A verdade verdadinha de Caracas (parte 2)
Regressemos à Venezuela.
Dia 7 de Setembro – recordam-se? – deveria registar «grandes marchas» sobre a
sede e as delegações do Conselho Nacional Eleitoral (CNE), com as quais a Mesa
de Unidade Democrática (MUD) pressionaria nas ruas a divulgação das «condições»
para a realização de um referendo revogatório do mandato do Presidente da
República, Nicolás Maduro.
Dia 14 de Setembro deveria ser o dia da «tomada» de todas as
cidades da Venezuela pela MUD, pelo período de 12 horas, que o governador do
estado de Miranda e candidato presidencial derrotado em 2013, Henrique
Capriles, quis transformar em ocupação por nada menos de 24 horas[1].

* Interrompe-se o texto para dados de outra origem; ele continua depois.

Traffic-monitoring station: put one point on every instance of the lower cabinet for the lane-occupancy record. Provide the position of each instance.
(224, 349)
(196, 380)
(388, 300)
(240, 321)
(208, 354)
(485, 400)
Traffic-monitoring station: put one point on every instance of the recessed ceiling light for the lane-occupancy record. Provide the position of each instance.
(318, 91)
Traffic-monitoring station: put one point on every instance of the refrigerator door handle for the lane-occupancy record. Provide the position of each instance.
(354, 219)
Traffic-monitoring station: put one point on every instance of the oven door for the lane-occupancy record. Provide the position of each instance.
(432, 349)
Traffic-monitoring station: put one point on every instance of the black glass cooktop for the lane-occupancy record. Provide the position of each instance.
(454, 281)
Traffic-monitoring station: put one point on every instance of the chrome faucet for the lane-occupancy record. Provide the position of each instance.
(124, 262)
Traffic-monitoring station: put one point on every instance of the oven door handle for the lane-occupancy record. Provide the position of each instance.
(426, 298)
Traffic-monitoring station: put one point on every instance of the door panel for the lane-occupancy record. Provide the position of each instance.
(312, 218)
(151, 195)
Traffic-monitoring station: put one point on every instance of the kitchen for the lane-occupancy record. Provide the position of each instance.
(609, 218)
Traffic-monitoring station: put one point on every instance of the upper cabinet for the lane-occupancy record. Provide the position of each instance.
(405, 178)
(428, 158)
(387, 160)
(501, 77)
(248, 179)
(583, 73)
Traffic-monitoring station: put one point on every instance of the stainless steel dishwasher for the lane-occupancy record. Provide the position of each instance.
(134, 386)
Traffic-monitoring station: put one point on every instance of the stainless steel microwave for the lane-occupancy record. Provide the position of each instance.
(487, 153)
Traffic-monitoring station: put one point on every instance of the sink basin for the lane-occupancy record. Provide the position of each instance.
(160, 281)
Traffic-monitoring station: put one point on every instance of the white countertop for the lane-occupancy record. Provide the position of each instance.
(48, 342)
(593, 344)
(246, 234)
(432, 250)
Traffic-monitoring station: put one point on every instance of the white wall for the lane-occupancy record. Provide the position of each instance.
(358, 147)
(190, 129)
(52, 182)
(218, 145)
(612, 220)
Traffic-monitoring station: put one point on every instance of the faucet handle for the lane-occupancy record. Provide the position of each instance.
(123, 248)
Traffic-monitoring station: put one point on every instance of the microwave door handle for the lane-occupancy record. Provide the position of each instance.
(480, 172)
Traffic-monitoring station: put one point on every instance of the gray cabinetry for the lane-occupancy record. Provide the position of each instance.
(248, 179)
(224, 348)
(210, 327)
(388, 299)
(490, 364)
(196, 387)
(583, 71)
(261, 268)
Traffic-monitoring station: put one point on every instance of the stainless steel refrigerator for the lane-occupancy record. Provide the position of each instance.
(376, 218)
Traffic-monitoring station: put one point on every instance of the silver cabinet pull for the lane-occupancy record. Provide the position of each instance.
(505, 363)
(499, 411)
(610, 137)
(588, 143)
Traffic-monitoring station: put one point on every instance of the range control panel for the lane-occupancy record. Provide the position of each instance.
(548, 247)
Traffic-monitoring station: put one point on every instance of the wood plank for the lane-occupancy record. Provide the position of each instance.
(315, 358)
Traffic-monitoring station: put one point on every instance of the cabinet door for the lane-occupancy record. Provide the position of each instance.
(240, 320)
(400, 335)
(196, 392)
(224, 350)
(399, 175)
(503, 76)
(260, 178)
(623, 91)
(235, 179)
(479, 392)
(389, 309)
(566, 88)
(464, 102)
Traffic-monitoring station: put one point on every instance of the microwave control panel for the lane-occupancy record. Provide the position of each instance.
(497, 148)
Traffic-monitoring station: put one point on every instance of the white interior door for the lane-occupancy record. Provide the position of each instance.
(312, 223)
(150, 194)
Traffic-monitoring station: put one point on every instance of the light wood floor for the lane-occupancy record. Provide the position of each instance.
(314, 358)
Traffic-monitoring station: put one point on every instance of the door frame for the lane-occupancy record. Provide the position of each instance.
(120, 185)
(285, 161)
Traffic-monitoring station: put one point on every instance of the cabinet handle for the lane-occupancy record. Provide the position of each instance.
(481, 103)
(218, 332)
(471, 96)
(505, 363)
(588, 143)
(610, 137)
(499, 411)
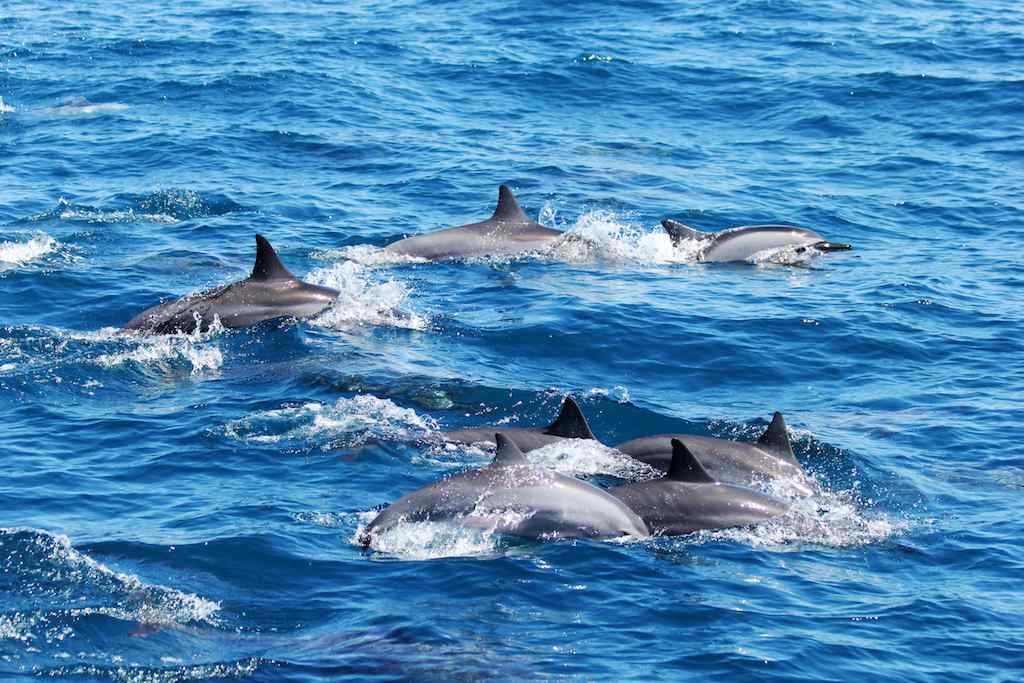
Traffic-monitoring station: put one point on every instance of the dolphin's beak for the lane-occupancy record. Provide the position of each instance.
(832, 246)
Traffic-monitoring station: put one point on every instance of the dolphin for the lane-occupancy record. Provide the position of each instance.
(507, 231)
(268, 293)
(733, 462)
(513, 497)
(569, 424)
(688, 499)
(739, 244)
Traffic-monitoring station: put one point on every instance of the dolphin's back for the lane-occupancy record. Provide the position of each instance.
(509, 230)
(270, 292)
(674, 508)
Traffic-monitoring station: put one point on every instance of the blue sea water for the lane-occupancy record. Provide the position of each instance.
(184, 508)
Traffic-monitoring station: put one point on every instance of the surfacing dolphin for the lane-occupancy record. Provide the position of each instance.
(569, 424)
(688, 499)
(739, 244)
(733, 462)
(268, 293)
(507, 231)
(511, 496)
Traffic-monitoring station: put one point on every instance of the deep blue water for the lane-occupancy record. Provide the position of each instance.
(184, 508)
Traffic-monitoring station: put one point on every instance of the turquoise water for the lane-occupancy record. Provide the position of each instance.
(185, 507)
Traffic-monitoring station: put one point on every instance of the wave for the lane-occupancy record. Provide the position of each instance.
(363, 301)
(14, 254)
(49, 589)
(349, 422)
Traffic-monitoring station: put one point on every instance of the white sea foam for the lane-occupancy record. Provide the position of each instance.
(583, 458)
(159, 351)
(603, 235)
(51, 558)
(13, 254)
(67, 211)
(363, 301)
(348, 422)
(79, 105)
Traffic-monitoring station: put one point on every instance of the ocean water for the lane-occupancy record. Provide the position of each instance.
(184, 507)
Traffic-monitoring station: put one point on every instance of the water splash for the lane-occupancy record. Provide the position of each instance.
(833, 519)
(161, 351)
(79, 105)
(582, 458)
(368, 255)
(13, 254)
(363, 301)
(348, 422)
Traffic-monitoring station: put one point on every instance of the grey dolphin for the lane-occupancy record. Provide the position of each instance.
(569, 424)
(689, 500)
(511, 496)
(507, 231)
(268, 293)
(739, 244)
(733, 462)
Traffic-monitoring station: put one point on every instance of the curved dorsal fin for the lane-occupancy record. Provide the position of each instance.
(679, 231)
(508, 208)
(569, 423)
(776, 438)
(268, 266)
(508, 454)
(685, 466)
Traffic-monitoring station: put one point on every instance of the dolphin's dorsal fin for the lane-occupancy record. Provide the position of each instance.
(508, 454)
(508, 208)
(776, 438)
(569, 423)
(685, 466)
(679, 231)
(268, 266)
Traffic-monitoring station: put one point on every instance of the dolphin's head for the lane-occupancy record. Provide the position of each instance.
(833, 246)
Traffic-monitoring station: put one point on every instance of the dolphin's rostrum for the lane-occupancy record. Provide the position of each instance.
(271, 291)
(739, 244)
(733, 462)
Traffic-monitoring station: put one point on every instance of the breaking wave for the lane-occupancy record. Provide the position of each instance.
(163, 206)
(363, 301)
(49, 589)
(13, 254)
(349, 422)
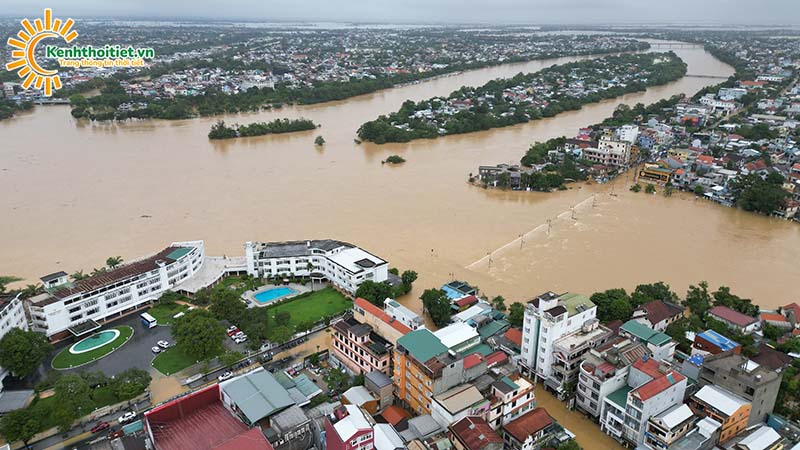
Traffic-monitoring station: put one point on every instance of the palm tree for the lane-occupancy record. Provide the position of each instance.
(7, 279)
(113, 261)
(78, 275)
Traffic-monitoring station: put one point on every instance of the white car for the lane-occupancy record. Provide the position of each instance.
(127, 417)
(225, 376)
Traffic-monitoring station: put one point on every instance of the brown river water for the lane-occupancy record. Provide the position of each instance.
(75, 193)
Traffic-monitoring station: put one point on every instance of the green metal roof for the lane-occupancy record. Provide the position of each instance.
(492, 328)
(620, 396)
(422, 344)
(645, 333)
(573, 301)
(483, 349)
(177, 253)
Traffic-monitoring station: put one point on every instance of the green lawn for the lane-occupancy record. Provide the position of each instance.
(66, 360)
(313, 306)
(164, 313)
(171, 361)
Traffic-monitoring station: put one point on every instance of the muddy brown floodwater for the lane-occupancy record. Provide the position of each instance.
(75, 193)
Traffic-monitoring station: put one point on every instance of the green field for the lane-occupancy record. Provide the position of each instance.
(67, 360)
(164, 313)
(313, 306)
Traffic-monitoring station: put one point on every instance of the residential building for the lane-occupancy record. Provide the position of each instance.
(609, 152)
(424, 367)
(399, 312)
(457, 403)
(528, 430)
(568, 352)
(703, 436)
(734, 319)
(349, 428)
(381, 387)
(75, 309)
(658, 314)
(549, 317)
(727, 408)
(605, 370)
(659, 344)
(343, 265)
(665, 428)
(380, 321)
(12, 315)
(710, 342)
(473, 433)
(650, 389)
(359, 349)
(756, 383)
(511, 397)
(763, 438)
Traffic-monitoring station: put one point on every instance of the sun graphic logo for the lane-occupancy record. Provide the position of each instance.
(25, 59)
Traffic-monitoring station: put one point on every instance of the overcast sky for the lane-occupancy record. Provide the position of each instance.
(432, 11)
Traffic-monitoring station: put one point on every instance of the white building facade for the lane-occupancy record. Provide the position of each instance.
(70, 308)
(549, 317)
(344, 265)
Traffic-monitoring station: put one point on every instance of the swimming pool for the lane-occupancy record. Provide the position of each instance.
(94, 341)
(273, 294)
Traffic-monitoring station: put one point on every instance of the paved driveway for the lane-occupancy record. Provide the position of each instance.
(135, 353)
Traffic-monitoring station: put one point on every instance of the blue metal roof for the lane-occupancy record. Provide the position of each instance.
(719, 340)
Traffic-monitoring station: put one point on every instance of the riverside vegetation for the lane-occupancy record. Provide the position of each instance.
(525, 97)
(278, 126)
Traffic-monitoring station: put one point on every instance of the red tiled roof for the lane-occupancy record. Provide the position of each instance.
(657, 385)
(381, 314)
(395, 414)
(772, 317)
(495, 358)
(514, 335)
(464, 301)
(474, 433)
(649, 367)
(734, 317)
(529, 423)
(472, 360)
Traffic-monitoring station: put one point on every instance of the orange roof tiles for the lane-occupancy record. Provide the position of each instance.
(381, 314)
(528, 424)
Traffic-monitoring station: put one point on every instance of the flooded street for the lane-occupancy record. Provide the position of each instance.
(75, 193)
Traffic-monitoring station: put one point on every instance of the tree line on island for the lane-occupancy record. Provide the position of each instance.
(278, 126)
(503, 113)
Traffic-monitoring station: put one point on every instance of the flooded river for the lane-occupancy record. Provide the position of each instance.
(75, 193)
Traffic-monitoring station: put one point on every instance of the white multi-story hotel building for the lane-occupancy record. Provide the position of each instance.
(12, 315)
(344, 265)
(549, 317)
(77, 308)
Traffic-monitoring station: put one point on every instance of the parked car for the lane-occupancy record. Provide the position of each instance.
(225, 376)
(100, 427)
(127, 417)
(115, 434)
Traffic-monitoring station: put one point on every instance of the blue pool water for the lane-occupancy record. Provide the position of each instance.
(272, 294)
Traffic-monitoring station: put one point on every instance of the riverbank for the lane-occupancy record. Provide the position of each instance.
(433, 222)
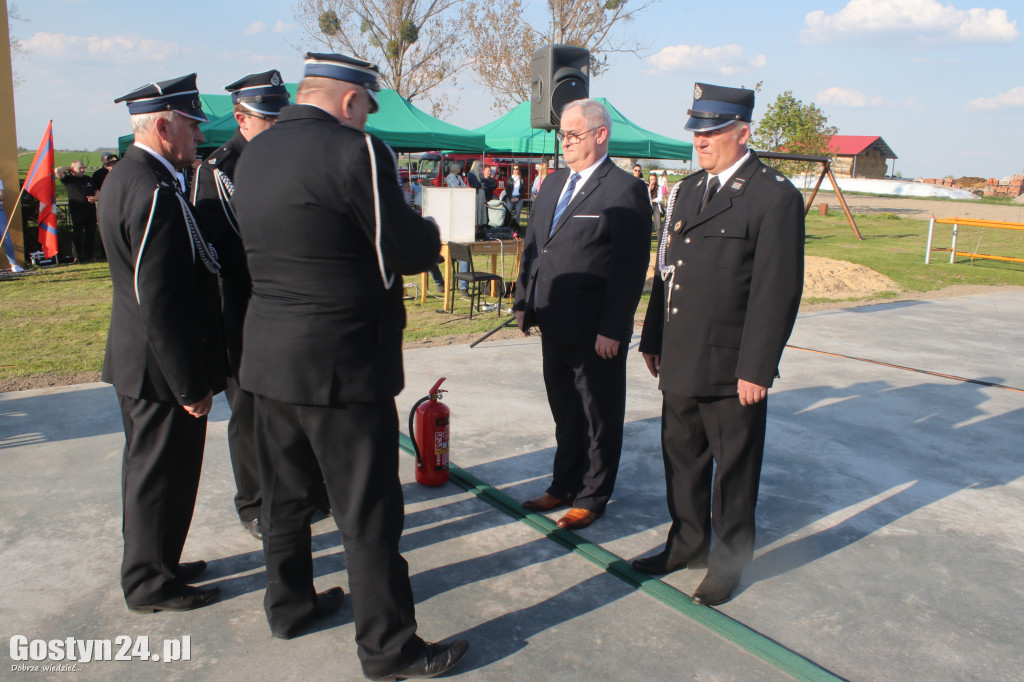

O que aconteceu? Quase nada, a despeito de uma entusiasmada
campanha de mobilização assumida pelos Media comprometidos com a oposição e a
direita golpista e apostados na derrota da Revolução Bolivariana, como se não
bastassem as vicissitudes internacionais e os obstáculos estruturais que ainda
não foi possível ultrapassar.
O que aconteceu no dia 7 foi um grande fracasso da MUD. As
suas acções foram de tal modo inexpressivas que a imprensa venezuelana afeiçoada à oposição
(El Nacional e El Universal, por exemplo) teve sérias dificuldades em alimentar a
«onda» nas respectivas edições electrónicas.
«A oposição venezuelana estende os protestos de rua às
províncias», anunciara, horas antes, em título, o «diário global» El
País, cuja implantação na América Latina promete generosos réditos ao grupo Prisa e não é alheia a uma agenda
mediática hostil ao ascenso e êxito de forças progressistas na região.
Contribuindo «jornalisticamente» para a mobilização, o
jornal acrescentava em pós-título: «A Mesa de Unidade Nacional convoca uma nova
jornada de marchas em todo o país depois do êxito da tomada de Caracas». A
bitola, de resto muito forçada, estava marcada: era forçoso superar o «êxito».
Ao longo do dia, El
País, que já não disfarça a sua campanha contra a Revolução Bolivariana nem
o apoio ao derrube de Maduro, não difundiu em linha qualquer notícia, pequena
que fosse, sobre o desenvolvimento das «marchas em todo o país». Não tinha
como.
O tema é tratado na edição
do dia: «O chavismo sai à rua em resposta à mobilização da oposição»,
titula, tentando enfatizar uma dimensão que as «marchas» não tiveram.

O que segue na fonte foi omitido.